Treasury yields rose on Monday to kick off a week during which investors are expected to take their cue from the continued weakness in stocks and geopolitical jitters.

The 10-year Treasury note yield was up 1.5 basis points to 3.156%, while the 2-year note yield rose 1.7 basis points to 2.857%. The 30-year bond yield picked up 1.8 basis points to 3.334%. Bond prices move in the opposite direction of yields.

Much of the momentum in the bond market last week was driven by the ups and downs in equities, as market participants came to grips with the growing implications of rising rates. Though economic data remain mostly robust, analysts are concerned whether stocks will be able to maintain their lofty valuations as the yield on risk-free investments becomes attractive enough to lure investors.

At the same time, the multisession rout in major equity benchmarks last week helped to stir a so-called flight to quality, drawing investors to the perceived safety of U.S. government paper. That has prevented bond yields from climbing much further above their recent seven-year peak.

U.S. stocks opened lower Monday (http://www.marketwatch.com/story/pressure-set-to-resume-for-wall-street-as-stock-futures-pitch-lower-2018-10-15). Dow Jones Industrial Average was down 0.3%, while the S&P 500 was down 0.5%.

"Stock market direction over the next few weeks will determine the trend," wrote Tom di Galoma, managing director of Treasurys trading at Seaport Global Securities.

Potentially countering the weakness in stocks, higher rate hike expectations could lift yields. Investors will have a chance to glean further clues on monetary policy from the Federal Reserve's minutes from it is September meeting, released on Wednesday.

The week will also prove busy for analysts eyeing geopolitical flashpoints abroad. The U.K. hopes to resolve key obstacles preventing talks on a future trade deal with the European Union (http://www.marketwatch.com/story/brexit-talks-face-setback-just-days-ahead-of-key-summit-2018-10-14) by the time EU leaders meet at a summit starting from Wednesday.

And Italy's budget fracas will remain in focus after European Central Bank President Mario Draghi urged the Italian government and European Union officials to remain calm, (https://www.cnbc.com/2018/10/13/draghi-to-rome-dont-expect-an-ecb-rescue-if-budget-talks-fail.html) and said he believed that the raging budget debate that threatens to undercut the integrity of the eurozone can be avoided.

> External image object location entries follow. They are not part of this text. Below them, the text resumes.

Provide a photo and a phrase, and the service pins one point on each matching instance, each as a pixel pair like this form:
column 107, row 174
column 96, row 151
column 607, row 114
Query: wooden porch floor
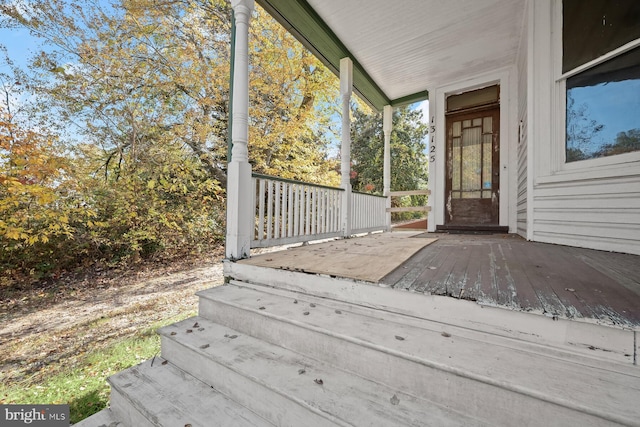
column 507, row 271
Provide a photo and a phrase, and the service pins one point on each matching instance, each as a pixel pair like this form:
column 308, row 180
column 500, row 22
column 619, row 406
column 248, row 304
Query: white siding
column 521, row 198
column 594, row 203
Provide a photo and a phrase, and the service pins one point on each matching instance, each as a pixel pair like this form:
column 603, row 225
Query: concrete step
column 617, row 344
column 501, row 380
column 290, row 389
column 157, row 393
column 104, row 418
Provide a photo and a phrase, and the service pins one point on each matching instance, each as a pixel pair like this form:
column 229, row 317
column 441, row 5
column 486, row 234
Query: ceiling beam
column 299, row 18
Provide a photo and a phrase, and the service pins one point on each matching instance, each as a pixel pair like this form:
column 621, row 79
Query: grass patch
column 83, row 385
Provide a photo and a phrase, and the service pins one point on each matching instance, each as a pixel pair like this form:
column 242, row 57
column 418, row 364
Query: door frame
column 507, row 79
column 465, row 114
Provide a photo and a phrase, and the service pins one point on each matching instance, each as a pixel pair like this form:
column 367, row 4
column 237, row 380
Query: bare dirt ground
column 64, row 318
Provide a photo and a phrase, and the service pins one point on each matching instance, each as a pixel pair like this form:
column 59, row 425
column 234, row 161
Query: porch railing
column 368, row 213
column 290, row 211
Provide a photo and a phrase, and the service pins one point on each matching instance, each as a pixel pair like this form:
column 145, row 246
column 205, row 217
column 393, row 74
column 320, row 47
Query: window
column 603, row 101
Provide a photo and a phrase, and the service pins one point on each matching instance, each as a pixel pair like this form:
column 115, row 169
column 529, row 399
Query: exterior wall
column 593, row 203
column 522, row 158
column 507, row 79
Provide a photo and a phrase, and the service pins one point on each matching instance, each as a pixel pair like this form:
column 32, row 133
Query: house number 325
column 432, row 147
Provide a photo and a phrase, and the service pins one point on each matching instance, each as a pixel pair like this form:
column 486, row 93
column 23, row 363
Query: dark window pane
column 603, row 109
column 592, row 28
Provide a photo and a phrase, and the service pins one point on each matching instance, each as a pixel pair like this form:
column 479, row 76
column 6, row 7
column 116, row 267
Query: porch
column 358, row 332
column 572, row 297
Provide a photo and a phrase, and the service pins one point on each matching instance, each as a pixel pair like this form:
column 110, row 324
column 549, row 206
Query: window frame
column 559, row 161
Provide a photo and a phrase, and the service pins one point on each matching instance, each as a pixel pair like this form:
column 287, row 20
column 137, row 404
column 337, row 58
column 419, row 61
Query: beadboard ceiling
column 408, row 46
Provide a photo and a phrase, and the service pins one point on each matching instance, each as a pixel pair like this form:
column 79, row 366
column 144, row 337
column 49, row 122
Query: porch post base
column 239, row 212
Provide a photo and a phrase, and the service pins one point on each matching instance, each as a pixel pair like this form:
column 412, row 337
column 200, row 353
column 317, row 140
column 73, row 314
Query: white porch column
column 239, row 211
column 346, row 88
column 387, row 126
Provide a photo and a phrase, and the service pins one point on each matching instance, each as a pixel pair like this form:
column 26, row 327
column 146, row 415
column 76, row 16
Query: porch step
column 104, row 418
column 157, row 393
column 290, row 389
column 503, row 381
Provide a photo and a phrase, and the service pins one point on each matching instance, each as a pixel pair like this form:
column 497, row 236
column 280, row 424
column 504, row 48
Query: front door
column 473, row 168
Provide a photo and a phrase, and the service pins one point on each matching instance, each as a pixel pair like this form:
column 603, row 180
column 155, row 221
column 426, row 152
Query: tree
column 135, row 93
column 408, row 146
column 408, row 154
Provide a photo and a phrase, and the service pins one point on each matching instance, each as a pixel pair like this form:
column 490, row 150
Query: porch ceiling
column 401, row 48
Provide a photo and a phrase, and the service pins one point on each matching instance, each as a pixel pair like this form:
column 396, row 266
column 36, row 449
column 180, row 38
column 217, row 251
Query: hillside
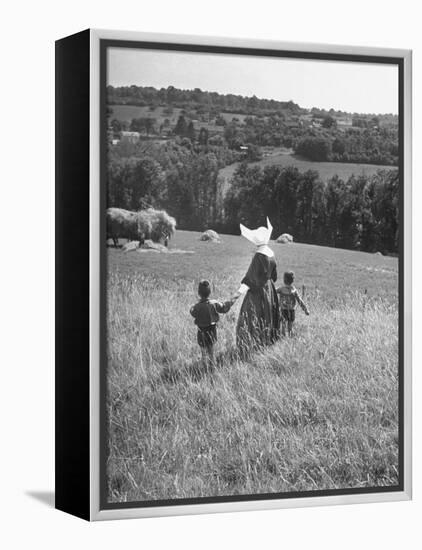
column 317, row 411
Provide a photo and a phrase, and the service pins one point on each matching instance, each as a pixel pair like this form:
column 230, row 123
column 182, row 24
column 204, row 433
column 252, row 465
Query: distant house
column 131, row 137
column 344, row 121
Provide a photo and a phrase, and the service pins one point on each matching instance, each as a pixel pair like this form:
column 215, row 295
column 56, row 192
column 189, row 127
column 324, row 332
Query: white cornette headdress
column 260, row 236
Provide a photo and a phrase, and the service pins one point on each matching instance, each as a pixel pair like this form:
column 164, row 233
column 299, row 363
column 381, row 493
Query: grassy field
column 128, row 112
column 326, row 169
column 316, row 411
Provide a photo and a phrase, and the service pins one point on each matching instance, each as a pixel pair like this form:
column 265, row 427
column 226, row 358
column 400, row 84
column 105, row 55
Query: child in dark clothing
column 288, row 298
column 206, row 314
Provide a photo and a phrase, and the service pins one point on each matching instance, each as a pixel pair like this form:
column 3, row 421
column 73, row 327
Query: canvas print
column 252, row 215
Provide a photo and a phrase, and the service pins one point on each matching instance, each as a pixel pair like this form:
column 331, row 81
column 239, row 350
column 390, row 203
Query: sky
column 351, row 87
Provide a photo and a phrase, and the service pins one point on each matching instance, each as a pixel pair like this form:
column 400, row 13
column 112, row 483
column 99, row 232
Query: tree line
column 360, row 213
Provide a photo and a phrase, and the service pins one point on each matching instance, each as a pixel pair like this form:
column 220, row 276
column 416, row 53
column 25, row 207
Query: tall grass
column 317, row 411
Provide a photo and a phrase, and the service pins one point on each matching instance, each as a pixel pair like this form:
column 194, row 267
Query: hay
column 210, row 236
column 130, row 246
column 151, row 245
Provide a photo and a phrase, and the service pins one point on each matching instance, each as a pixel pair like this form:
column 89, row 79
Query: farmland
column 318, row 411
column 326, row 169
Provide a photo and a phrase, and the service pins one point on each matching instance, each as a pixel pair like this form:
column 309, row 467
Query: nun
column 259, row 318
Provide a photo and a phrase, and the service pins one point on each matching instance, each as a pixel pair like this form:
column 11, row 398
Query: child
column 289, row 297
column 206, row 315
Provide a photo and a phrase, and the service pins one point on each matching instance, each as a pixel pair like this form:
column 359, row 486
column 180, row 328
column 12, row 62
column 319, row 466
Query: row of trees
column 360, row 213
column 208, row 101
column 181, row 177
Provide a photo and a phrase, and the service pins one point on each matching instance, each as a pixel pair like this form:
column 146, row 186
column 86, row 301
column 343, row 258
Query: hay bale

On the data front, retail sales for September grew 0.1% (http://www.marketwatch.com/story/late-summer-hangover-us-retail-sales-are-soft-for-the-second-month-in-a-row-2018-10-15), well below the 0.6% increase expected from economists polled by MarketWatch. The drop-off in retail sales could suggest the economy was shedding some of its momentum in the third quarter, contrary to the more buoyant readings from other indicators.